Budgeting doesn’t have to be a chore.

Let’s be real; there is nothing fun about budgeting your money.  It can be frustrating, time-consuming, and not any fun.  But, today we are here to assure you that budgeting doesn’t have to be as awful as you think. We are going to give you the tools and tips you need to get started creating a monthly budget.

Figure Out The Income You Bring In Monthly

I know that this might sound like a no-brainer, but if you don’t have a budget written down, you may not realize how much money you actually make. So, take time to figure out, after taxes, how much money you have available to spend each month.

Make A List Of The Bills You Have To Pay

These are things like rent money, car insurance, cell phones, wifi, etc. These are non-negotiable. You can’t change how much money you pay for these items, but you do need to make sure that you have enough money each month for them. After you eliminate these things from your budget, you have the money you can freely spend each month.

But, What About Savings?

Hopefully, if you are gainfully employed, your company offers a 401(K) or an equivalent that you can buy into. If you are unsure what that means, you may want to check out our article here. But, if you don’t have a 401(K), then you need to be saving money for your retirement. And, it is never too early to start.

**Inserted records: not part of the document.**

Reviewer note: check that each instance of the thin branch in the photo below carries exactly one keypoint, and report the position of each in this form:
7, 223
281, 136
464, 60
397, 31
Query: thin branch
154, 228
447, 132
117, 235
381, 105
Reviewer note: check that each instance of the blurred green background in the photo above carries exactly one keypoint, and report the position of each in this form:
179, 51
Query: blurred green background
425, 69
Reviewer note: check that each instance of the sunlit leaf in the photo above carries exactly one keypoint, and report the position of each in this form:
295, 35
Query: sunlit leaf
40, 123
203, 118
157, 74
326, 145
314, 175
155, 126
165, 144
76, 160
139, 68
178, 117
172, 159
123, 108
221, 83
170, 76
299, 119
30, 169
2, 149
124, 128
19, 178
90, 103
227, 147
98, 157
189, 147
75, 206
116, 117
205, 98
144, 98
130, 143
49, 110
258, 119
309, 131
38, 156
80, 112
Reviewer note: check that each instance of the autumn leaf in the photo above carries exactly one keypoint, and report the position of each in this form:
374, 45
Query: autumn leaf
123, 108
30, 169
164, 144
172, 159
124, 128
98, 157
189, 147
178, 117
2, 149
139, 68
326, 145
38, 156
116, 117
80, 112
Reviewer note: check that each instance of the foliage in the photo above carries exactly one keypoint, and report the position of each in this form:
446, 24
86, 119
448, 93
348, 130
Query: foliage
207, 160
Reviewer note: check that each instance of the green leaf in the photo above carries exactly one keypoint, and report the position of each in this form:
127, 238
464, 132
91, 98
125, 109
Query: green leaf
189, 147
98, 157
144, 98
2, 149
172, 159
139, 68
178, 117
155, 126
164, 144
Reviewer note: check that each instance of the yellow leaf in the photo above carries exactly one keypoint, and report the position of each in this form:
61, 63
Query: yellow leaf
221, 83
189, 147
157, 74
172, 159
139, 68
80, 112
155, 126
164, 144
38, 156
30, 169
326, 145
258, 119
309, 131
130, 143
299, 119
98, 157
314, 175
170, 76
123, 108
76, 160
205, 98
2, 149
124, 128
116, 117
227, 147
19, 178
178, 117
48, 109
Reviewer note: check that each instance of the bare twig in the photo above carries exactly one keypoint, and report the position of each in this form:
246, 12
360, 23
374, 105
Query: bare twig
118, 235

I would suggest opening up a separate savings account where you can put this money each month. Look at your budget after you’ve saved money for those necessary bills, and figure out what you can keep from that. Now, you don’t want to save too much, so you’re left with hardly any to spend, but you also want to find a balance of still saving enough. It may take a couple of months of budgeting to figure out the right amount for you.

Think Groceries, Think Gas

Before you figure out the exact amount you want to save each month, you need to make sure you can eat and get to places first. Paying for groceries and gas is not a fixed price per month. It can easily change based on gas prices rising or if you need more food for guests.  I would suggest that you set aside more money than you think you will spend each month in this area. You don’t want to dip into your savings if the unexpected happens.

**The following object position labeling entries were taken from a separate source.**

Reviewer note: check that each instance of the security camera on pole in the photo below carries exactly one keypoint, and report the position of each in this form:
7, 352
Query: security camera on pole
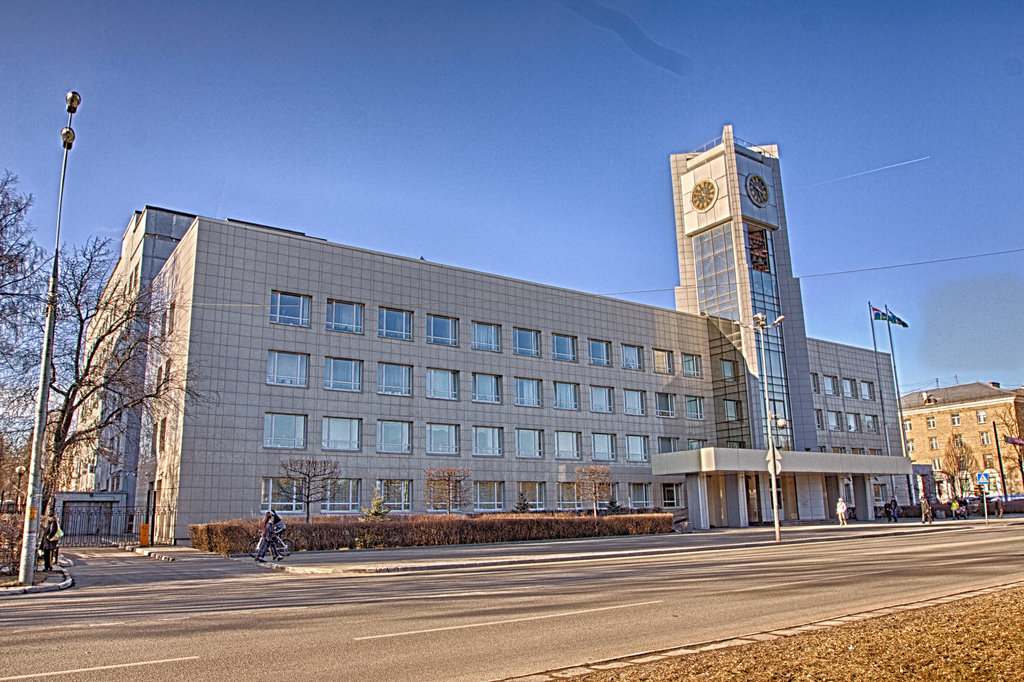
34, 494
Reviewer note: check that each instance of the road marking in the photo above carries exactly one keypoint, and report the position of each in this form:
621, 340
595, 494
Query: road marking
494, 623
89, 670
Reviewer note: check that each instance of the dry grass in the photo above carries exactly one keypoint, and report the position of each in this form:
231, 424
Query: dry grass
979, 638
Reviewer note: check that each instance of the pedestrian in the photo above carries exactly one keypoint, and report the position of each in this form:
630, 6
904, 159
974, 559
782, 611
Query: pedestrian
926, 511
51, 535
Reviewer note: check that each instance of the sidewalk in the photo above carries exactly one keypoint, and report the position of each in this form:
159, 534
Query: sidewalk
355, 562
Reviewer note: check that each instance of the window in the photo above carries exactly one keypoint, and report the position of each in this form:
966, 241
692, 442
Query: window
486, 440
666, 405
566, 497
442, 384
636, 449
849, 388
486, 337
632, 357
600, 398
394, 379
634, 401
394, 437
284, 430
282, 495
289, 309
640, 496
527, 392
442, 439
692, 366
341, 433
486, 388
866, 390
287, 369
397, 494
528, 442
342, 316
342, 496
566, 445
566, 395
600, 352
694, 407
604, 446
342, 375
489, 495
532, 493
442, 331
664, 361
563, 347
672, 495
393, 324
525, 342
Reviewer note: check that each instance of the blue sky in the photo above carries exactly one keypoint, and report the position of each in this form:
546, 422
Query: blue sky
531, 139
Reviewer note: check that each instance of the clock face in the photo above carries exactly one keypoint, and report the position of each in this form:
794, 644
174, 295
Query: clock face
704, 195
757, 189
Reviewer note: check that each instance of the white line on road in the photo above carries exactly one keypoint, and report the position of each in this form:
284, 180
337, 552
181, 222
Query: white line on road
494, 623
89, 670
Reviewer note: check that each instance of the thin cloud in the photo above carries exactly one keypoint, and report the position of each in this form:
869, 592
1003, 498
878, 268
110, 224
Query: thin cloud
632, 35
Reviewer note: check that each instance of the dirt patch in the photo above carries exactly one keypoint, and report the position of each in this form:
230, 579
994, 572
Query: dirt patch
979, 638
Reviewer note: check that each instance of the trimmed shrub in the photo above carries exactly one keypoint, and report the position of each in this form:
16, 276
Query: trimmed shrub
326, 533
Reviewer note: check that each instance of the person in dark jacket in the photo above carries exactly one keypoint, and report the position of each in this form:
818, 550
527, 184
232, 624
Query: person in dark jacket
50, 537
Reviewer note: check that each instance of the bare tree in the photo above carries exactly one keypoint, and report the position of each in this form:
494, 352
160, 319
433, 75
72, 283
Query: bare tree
958, 465
593, 483
448, 486
313, 477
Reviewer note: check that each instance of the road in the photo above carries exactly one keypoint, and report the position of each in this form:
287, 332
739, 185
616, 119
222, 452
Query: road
130, 617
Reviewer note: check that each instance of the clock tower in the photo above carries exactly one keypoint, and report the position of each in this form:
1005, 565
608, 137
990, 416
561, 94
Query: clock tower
734, 262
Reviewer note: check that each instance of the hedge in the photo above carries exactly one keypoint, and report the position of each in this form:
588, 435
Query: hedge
233, 537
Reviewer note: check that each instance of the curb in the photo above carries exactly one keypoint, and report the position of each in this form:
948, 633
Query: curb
48, 586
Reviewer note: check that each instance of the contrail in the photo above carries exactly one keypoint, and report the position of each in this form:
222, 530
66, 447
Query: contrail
873, 170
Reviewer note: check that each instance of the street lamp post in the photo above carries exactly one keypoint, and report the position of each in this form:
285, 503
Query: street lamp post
761, 325
34, 494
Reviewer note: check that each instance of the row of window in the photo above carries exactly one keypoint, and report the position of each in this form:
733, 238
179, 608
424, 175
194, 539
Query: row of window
851, 387
285, 369
345, 434
854, 421
344, 496
396, 324
954, 420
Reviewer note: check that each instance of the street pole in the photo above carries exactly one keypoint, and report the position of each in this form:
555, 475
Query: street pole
760, 324
34, 494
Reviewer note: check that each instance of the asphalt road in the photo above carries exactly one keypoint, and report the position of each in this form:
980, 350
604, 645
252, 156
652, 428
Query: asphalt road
130, 617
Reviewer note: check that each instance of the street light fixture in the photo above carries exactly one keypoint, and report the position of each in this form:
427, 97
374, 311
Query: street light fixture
761, 325
33, 495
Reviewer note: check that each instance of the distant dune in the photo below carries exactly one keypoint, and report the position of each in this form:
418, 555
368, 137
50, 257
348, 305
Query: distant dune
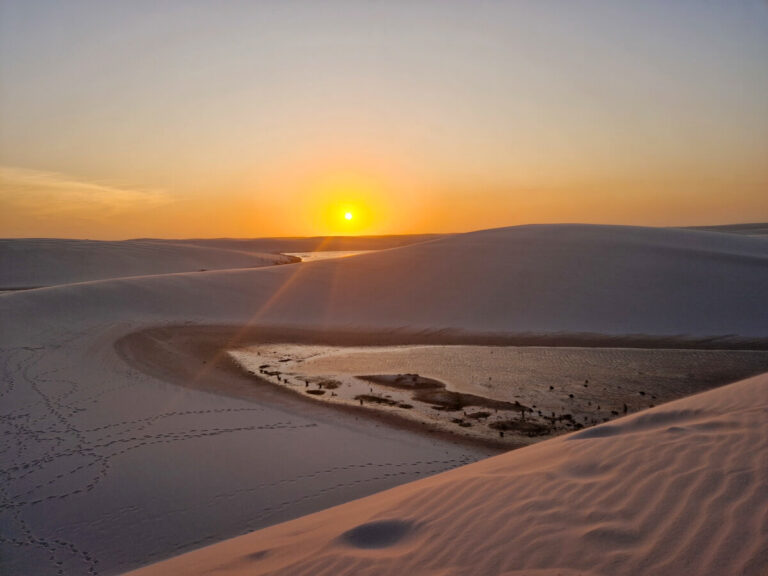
108, 467
528, 279
752, 229
33, 263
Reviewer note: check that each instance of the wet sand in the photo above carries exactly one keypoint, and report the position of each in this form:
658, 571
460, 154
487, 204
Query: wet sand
197, 357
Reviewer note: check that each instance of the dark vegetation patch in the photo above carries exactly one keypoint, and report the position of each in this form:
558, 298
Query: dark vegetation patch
446, 400
403, 381
524, 427
376, 399
329, 384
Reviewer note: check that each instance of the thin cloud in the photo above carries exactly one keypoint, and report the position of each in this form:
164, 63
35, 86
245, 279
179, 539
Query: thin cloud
44, 195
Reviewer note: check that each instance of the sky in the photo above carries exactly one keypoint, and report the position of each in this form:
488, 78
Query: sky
277, 118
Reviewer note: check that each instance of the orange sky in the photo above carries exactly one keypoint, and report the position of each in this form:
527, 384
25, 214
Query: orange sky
276, 118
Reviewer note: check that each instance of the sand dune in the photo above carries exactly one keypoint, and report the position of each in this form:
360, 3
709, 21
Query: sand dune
678, 489
541, 279
106, 467
31, 263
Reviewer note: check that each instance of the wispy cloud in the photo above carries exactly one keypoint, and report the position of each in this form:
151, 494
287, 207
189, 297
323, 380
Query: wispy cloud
45, 195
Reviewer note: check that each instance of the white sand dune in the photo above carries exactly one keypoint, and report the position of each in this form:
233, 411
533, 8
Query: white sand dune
31, 263
678, 489
540, 279
106, 468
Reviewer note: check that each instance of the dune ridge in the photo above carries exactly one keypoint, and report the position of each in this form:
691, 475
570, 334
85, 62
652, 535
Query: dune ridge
614, 280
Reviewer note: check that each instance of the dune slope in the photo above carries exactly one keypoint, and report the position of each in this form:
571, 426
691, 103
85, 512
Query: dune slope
32, 263
542, 279
678, 489
105, 468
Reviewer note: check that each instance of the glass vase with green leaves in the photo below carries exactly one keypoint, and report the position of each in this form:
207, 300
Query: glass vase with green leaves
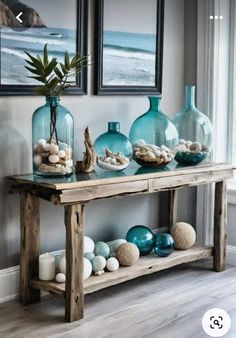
52, 124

Try tracking how much you spend on your gas and groceries for a couple of weeks or months.  It might help to record and keep track of these numbers so that you can go back to the data before you make a decision.  If you want to cut back in some areas, see if you can get food at a cheaper grocery store like an Aldis, or buy products that aren’t name brand.

The Fun Part

After you have budgeted for all that unfun stuff, you should be left with the money you can use for the activities you like. I would suggest setting a spending limit for each weekend. That way you aren’t tempted to spend more money than you have on shopping, eating out, and movie tickets.  If you don’t have the money to go out to eat with a friend, why not take a nice walk instead? Or, have them come eat dinner at your house. Don’t sacrifice your time with friends and family because you don’t have a ton of money. Real friends can have fun doing anything together.

Get In The Habit Of Budgeting

This might seem pointless at first, but once you create a habit out of budgeting, you are going to see the benefits in your life. You never again will have to wonder if you’ll have enough money for something in the future, or have a declined card.

Expect Rainy Days

Expect that there are going to be times where your car needs to be fixed, your fridge broke, and you have to buy a gift for your mom’s birthday, that all happen in the same month. There are going to be months you’ll have to spend more than you budgeted for.  That is why it’s a good idea to keep extra money, or emergency money tucked away.  This could be as simple as putting ten dollars away each month or saving the money that you get for holidays or birthdays instead of spending it all. Make sure that you are covered for when hard times come.

As you can see, planning a budget doesn’t have to be so painful. But, by taking these steps, you will be one step closer to being the responsible adult you’ve always wanted to be.